Which writers are essential reading for someone seeking to expand their knowledge of Native American literature?

This is an incomplete list but it is a starting point, and the names are not in any order of preference: Luci Tapahonso, Ofelia Zepeda, Joy Harjo, Linda Hogan, LeAnne Howe, Diane Glancy, nila north Sun, Kimberly Blaeser, Paula Gunn Allen, Janet McAdams, Wendy Rose, Alison Hedge Coke, Nia Francisco, Roberta Hill Whiteman, Simon J. Ortiz, Ray Young Bear, N. Scott Momaday, Maurice Kenney, Sherman Alexie, Adrian C. Louis—all well-known and established writers. But we are in the midst of a renaissance of indigenous writing and readers need to be on the lookout for new writers.

Which current writers impress or inspire you?

Janice Gould, Deborah Miranda, Sara Marie Ortiz, Rainy Dawn Ortiz, Evelina Zuni Lucero, Sherwin Bitsui, Rex Lee Jim, Eddie Chuculate, Santee Frazier are some names that come to mind.

In particular, do you see an increase in female Native American voices?

No. As you can see from the listing of names, the women writers have always outnumbered the men, and we continue to do this.

In the book you write about the blurry line between memory and imagination. Is accuracy more or less important than the emotional need satisfied by altered memories? Does this hold true for what we could call public memory—history, culture—as well as private memory?

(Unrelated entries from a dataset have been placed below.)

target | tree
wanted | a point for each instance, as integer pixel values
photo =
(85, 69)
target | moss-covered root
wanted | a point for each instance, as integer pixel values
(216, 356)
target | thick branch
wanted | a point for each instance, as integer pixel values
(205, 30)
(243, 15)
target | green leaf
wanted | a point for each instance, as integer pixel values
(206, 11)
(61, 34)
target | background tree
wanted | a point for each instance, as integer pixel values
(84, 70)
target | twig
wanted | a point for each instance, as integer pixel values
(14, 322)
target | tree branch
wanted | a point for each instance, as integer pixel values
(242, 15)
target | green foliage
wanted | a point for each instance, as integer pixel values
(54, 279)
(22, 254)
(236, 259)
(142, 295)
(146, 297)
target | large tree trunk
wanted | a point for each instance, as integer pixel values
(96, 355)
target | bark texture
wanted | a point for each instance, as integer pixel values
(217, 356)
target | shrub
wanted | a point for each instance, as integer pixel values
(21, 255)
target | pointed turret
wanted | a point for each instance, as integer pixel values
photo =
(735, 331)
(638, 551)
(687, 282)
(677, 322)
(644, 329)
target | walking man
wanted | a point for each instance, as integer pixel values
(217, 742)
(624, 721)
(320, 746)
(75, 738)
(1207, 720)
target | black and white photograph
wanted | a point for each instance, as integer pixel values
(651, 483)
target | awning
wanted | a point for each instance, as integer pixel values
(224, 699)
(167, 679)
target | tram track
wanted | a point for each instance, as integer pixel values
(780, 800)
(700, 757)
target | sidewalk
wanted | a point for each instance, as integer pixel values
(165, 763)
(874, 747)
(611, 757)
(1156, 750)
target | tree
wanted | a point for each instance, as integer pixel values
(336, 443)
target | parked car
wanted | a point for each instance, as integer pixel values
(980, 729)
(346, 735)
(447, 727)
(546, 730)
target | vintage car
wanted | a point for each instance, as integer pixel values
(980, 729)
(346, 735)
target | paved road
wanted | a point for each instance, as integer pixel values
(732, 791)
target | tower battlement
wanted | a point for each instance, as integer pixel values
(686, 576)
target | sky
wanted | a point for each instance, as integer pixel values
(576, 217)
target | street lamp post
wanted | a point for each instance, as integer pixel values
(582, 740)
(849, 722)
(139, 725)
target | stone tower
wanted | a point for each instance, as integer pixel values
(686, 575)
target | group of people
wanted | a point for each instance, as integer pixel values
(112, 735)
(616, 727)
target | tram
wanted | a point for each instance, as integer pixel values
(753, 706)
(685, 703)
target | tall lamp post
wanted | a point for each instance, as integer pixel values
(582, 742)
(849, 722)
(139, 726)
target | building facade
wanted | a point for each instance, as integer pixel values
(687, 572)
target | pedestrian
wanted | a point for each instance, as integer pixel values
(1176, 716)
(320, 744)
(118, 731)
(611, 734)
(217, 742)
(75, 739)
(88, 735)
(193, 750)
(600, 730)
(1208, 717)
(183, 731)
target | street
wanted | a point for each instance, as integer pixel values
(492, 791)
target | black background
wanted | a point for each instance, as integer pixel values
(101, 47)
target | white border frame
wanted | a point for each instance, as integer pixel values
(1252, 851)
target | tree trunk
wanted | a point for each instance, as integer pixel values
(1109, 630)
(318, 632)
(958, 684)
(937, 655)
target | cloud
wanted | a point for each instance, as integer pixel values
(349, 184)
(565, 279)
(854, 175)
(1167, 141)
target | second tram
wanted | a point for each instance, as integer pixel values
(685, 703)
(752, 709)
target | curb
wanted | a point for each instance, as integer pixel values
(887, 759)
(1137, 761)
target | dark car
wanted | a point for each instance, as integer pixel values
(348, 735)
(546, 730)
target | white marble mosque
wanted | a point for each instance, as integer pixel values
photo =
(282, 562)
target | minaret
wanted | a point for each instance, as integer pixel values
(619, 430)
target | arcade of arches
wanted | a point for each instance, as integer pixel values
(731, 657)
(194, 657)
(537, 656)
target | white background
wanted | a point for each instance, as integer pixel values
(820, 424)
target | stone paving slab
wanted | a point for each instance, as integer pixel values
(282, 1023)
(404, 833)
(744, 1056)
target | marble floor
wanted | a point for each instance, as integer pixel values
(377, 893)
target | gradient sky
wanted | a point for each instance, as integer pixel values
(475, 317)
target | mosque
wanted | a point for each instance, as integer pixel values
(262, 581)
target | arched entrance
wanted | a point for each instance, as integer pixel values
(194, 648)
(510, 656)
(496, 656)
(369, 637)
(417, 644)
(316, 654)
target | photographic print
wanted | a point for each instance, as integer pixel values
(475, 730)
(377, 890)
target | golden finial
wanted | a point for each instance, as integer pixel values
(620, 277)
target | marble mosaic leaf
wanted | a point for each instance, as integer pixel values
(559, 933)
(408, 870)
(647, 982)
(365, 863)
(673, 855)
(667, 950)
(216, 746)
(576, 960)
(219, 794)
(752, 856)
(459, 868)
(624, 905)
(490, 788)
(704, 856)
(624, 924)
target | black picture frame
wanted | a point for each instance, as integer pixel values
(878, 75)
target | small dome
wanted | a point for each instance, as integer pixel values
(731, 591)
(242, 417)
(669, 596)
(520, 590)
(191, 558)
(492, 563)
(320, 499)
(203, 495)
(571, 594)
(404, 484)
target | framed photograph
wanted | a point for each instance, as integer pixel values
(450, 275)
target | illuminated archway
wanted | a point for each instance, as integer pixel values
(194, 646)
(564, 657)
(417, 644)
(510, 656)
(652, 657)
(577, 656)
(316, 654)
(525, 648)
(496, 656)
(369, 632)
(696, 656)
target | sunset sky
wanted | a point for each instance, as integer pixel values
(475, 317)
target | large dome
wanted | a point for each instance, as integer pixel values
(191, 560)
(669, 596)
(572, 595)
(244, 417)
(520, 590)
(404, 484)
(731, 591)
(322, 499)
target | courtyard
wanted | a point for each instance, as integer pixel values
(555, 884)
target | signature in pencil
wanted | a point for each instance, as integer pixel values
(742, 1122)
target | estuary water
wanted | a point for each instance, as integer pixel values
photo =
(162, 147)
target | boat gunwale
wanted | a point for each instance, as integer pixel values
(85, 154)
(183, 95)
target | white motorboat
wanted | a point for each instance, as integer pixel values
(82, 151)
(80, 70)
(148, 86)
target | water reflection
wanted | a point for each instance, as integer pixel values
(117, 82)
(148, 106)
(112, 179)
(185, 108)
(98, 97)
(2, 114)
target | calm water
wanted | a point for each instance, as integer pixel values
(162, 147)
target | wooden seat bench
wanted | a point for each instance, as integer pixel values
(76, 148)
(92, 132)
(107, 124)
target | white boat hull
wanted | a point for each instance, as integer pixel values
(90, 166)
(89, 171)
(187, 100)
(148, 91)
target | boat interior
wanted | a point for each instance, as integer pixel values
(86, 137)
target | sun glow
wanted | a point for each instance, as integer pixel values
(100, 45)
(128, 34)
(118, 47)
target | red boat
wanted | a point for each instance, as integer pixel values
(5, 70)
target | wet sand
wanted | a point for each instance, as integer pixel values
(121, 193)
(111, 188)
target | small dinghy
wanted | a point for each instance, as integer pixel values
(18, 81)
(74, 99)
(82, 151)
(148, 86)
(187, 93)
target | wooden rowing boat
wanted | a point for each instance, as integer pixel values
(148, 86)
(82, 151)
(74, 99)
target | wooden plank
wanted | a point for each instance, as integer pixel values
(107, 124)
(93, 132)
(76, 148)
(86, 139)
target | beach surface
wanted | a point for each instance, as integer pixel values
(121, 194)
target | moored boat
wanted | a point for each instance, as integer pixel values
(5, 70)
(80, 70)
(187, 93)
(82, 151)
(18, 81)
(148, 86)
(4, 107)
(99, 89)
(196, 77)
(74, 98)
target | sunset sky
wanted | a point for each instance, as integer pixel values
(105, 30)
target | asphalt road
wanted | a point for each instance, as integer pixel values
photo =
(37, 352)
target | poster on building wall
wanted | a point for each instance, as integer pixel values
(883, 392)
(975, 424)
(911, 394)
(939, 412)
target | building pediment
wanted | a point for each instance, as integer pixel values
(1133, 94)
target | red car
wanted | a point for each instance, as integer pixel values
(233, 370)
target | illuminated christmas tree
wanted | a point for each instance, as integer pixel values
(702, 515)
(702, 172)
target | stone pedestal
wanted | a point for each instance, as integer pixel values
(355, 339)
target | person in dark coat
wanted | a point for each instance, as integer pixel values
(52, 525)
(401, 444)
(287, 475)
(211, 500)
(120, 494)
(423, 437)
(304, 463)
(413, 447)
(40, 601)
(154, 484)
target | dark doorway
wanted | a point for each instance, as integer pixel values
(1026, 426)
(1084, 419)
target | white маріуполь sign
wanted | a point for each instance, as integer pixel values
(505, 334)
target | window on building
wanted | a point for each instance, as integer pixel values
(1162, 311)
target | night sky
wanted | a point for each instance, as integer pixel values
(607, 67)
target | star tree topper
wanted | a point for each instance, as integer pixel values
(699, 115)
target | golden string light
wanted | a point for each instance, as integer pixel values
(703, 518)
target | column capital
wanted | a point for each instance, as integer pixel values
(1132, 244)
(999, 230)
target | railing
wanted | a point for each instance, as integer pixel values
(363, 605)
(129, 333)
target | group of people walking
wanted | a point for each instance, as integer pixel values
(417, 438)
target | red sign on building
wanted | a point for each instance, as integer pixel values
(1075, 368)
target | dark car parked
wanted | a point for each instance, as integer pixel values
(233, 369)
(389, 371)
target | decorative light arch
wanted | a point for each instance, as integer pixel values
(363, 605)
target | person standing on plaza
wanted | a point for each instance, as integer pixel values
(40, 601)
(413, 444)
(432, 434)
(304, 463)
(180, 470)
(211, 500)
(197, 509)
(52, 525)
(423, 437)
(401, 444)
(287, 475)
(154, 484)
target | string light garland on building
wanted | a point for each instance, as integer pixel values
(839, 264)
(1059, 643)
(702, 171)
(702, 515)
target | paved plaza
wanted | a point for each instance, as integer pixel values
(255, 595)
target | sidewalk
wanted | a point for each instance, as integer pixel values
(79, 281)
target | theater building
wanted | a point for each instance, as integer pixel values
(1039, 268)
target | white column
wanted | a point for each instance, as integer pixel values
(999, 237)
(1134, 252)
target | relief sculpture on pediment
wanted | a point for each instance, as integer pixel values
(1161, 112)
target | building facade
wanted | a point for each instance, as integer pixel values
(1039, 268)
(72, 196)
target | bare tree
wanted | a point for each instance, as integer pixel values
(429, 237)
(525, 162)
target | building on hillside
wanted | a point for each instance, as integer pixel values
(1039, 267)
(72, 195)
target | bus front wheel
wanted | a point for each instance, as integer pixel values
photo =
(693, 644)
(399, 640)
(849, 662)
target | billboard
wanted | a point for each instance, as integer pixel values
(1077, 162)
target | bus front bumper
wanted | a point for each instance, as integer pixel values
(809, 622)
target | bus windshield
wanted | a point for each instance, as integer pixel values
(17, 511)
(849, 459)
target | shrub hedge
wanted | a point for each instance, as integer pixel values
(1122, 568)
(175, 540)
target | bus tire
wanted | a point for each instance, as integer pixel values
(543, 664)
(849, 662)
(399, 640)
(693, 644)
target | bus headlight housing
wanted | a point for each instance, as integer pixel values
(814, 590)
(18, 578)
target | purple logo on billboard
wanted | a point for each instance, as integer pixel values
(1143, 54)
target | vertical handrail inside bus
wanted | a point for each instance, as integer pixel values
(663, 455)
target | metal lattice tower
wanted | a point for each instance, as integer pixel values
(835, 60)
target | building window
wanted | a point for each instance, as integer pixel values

Accuracy is always paramount. I work diligently to unsnarl the threads of memory from threads of imagination. I strive to serve accuracy, not emotional need. I commented on the role of imagination in the process of memory because there is no such thing as an "objective" observer, or a single "correct" observation. A number of scientific experiments have shown that "eyewitnesses" to events are actually not very accurate. The emotional circumstances of the events and the anxieties of the eyewitnesses tend to erode the accuracy of their memories. Does this mean that we can't rely on memory? No, it just means that certain details, certain facts may be remembered differently. Accuracy can be achieved by gathering as many accounts or memories of an incident as possible. By comparing the accounts it is possible to construct a mosaic of the event. Public memory is far more prone to distortion from emotional need than personal memory. Public memory is commanded by the "winners" who have the wealth and power to determine whose version of an event will be honored and whose version will be discredited. The public memory of a group or nation always casts itself in the best possible light—nothing critical or negative dare be said. In the public memory, the United States is a nation of justice for all, but in fact, any review of the laws and court systems will show that only the wealthy and powerful are assured of justice in this country.

What is your response to aspects of pop culture, such as the New Age movement, which borrow on Native American mythology and tradition? Does it alter conventional views of Native American culture, exploit clichés, or bring diverse cultures closer together?

It is easy to blame pop culture for exploiting clichés and misusing the mythologies and traditions of indigenous communities. Corporate consumerism turns everything within reach into a commodity to exploit for profit. But the distortions and clichés survive because the U.S. educational system is a failure. One out of four students drop out.

One out of two Latino, African American and Native American students drop out of school. The students who manage to stay in school get mediocre educations with little or no instruction in the histories of the diverse cultures and people who worked to make the United States with their bare hands. Right now the U.S. educational system is held hostage by the conservatism of a white minority that perpetuates stereotypes and distortions. Until this failure is addressed, pop culture will go on with its ridiculous portrayals of marginalized communities.